Lo spettacolo di Sanremo e quello del Parlamento

Lo spettacolo di Sanremo e quello del Parlamento

di Sandra Tafner - NO

Non dite mai «era meglio una volta», perché ci sarà sempre qualcuno che vi prende in giro, che vi dà del dinosauro e che sbuffando alza gli occhi al cielo. Potete pensarlo, ma senza crogiolarvi nella nostalgia, solo per dimostrare a voi stessi che non necessariamente bisogna prendere per buono, sempre e comunque, tutto quello che la modernità propina per il solo fatto che è frutto dei tempi nuovi.

Diciamo del Festival di Sanremo, ad esempio, e come non parlare di un evento nazionale capace perfino di far passare in secondo piano le contestuali vergogne di Montecitorio, là dove un tempo sedevano persone di buonsenso (non tutte, ma gran parte), che proponevano cose sagge e le mettevano in pratica, governando per il bene del Paese, come adesso si usa dire e ripetere ma più raramente fare. Quest'anno più che mai il Festival (condotto bene e con un'offerta canora migliore di tante altre volte) ha monopolizzato l'interesse della gente in cerca di un momento di svago per staccare dalla grigia routine e anche dalla tristezza quotidiana.

Fin dal suo nascere la trasmissione ha potuto contare su un pubblico fedele, ma l'affetto aveva anche la ricompensa di molta musica bella, piacevole, cantata da personaggi veri che sapevano attirare l'attenzione anche se ascoltati a occhi chiusi, al di là di look tragicomici, di capigliature leonine, di gestualità sproporzionata. E non necessariamente offrivano soltanto languori, amore in rima con cuore (una rima peraltro senza tempo), donne che pregavano con Nilla Pizzi, colombe che volavano, papaveri e viali d'autunno. Modugno era arrivato nel 1958 a dare una scossa di modernità - come racconta il maestro Armando Franceschini - con «Volare» (il titolo in realtà era «Nel blu dipinto di blu») diventata subito la bandiera della musica italiana, quasi un inno nazionale. Il vento nuovo era arrivato sulle ali di un testo intelligente sposato a note intelligenti. Perfino Ella Fitzgerald lo inserì nel suo repertorio.

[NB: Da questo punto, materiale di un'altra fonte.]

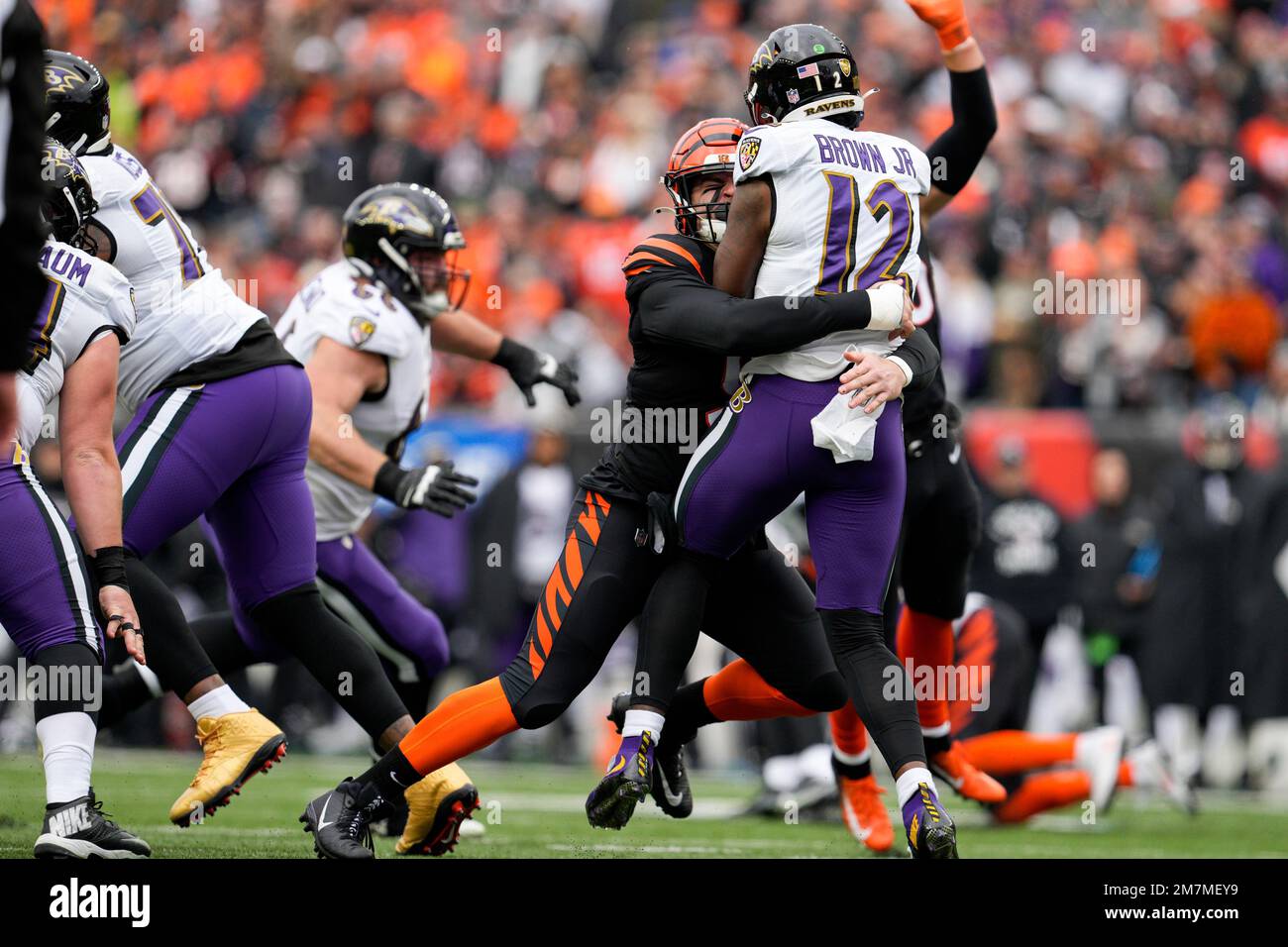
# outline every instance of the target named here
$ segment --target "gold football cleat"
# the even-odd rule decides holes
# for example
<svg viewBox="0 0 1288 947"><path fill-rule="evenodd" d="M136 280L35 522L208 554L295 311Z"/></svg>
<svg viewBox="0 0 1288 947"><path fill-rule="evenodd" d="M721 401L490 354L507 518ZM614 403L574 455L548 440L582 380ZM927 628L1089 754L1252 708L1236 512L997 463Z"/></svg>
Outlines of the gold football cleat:
<svg viewBox="0 0 1288 947"><path fill-rule="evenodd" d="M286 734L254 707L201 718L197 742L205 756L192 783L170 807L170 821L182 828L228 805L242 783L286 755Z"/></svg>
<svg viewBox="0 0 1288 947"><path fill-rule="evenodd" d="M479 791L455 763L407 790L407 827L394 845L401 856L442 856L456 848L461 823L479 808Z"/></svg>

Anche questo Festival, più popolare e anche più brillante degli anni scorsi, è stato consumato. Sabato la maratona si è conclusa con un bilancio più che mai positivo accontentando anche quelli che «era meglio una volta», rifugiati nel revival che ha riproposto vecchie splendide canzoni. Ma in realtà un filo sottile ha legato le serate a un passato riproposto anche da forze giovani entusiaste di appropriarsene, così come il pubblico e le giurie si sono dimostrati entusiasti di goderne spirito e valore.

Lo spettacolo di Sanremo adesso è finito e da oggi resta lo spettacolo del Parlamento, che insegna ai giovani come si fa a far valere le proprie idee con la forza, cosa vuol dire rispettare gli altri, a che servono le deleghe dei cittadini. Poi, a più ampio raggio, resta anche lo spettacolo dell'idiozia umana che sta massacrando il mondo e chi lo abita. Così vediamo uomini convinti da irresponsabili a stiparsi sui barconi, illudendosi così di approdare su rive sicure e invece destinati a morire in fondo al mare. Vediamo terroristi che si fanno saltare in aria insieme a chi li circonda e che non c'entrano per niente. Vediamo capi di Stato che siglano tregue posticipate, cosicchè nel frattempo si continua a sparare spegnendo vite e speranze. Vediamo tragedie in diretta e teste mozzate e persone dalla dignità calpestata. Vediamo terre meravigliose strapazzate da guerre assurde. «La pace è sempre possibile, sempre possibile, e dobbiamo cercarla», dice papa Francesco in piazza S. Pietro. Purtroppo al momento pare che il verbo preferisca il condizionale. E anche in occasione dei rintocchi di Maria Dolens, la campana dei Caduti di Rovereto, il Papa ripete: «Mai più vi siano guerre, mai più». Sarebbe una cosa intelligente.

Non si può nemmeno dire, in questo caso, che «era meglio una volta», perché anche una volta c'erano guerre che portavano stragi e dolore. E dire che fin dai tempi di Aristotele si affermava che la pace è la condizione necessaria perché gli uomini possano raggiungere la felicità. Purtroppo, stando ai fatti, nessuno ci ha mai creduto e a nessuno interessa la felicità. Si vis pacem para bellum, dicevano i latini. Se vuoi la pace, prepara la guerra. Un credo che fino ad oggi ha sempre avuto seguaci devoti.